Crucially, this came after the Sunni insurgency suffered heavy losses during its 2006 conflict with Iraq’s Shia community and at the hands of US forces. It was forced into retreat after realising the new Iraq and its political process was here to stay. Just as the Sunni insurgency was (of which Isis is a re-branded version), Isis can also be contained, forced to disintegrate and then, eventually, eliminated. Its resilience requires a sustained military campaign, as opposed to a half-hearted military effort.
That said, the military campaign is one part of the solution but an important one as it makes clear the new Iraq and its political order is here to stay. The other part requires, firstly, sustaining ongoing efforts toward reconciliation, the reconstitution of the Iraqi army and integrating Iraq’s Shia paramilitary groups into the armed forces. Iraqi Prime Minister, Haider Al-Abadi, must stay true to his word and punish those Shia actors responsible for sectarian massacres.

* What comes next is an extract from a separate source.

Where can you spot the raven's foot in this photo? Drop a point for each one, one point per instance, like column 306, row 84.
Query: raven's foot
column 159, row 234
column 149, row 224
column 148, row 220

Secondly, Iraq’s Sunni actors, who have fought and continue to fight Isis, must be empowered. They exist but lack the resources and support to challenge Isis. Providing them with these could work against the Iraqi government in the future, as indeed may the creation of autonomous Sunni regions, but that might be a risk worth taking, as something must give way in order to save and sustain Iraq.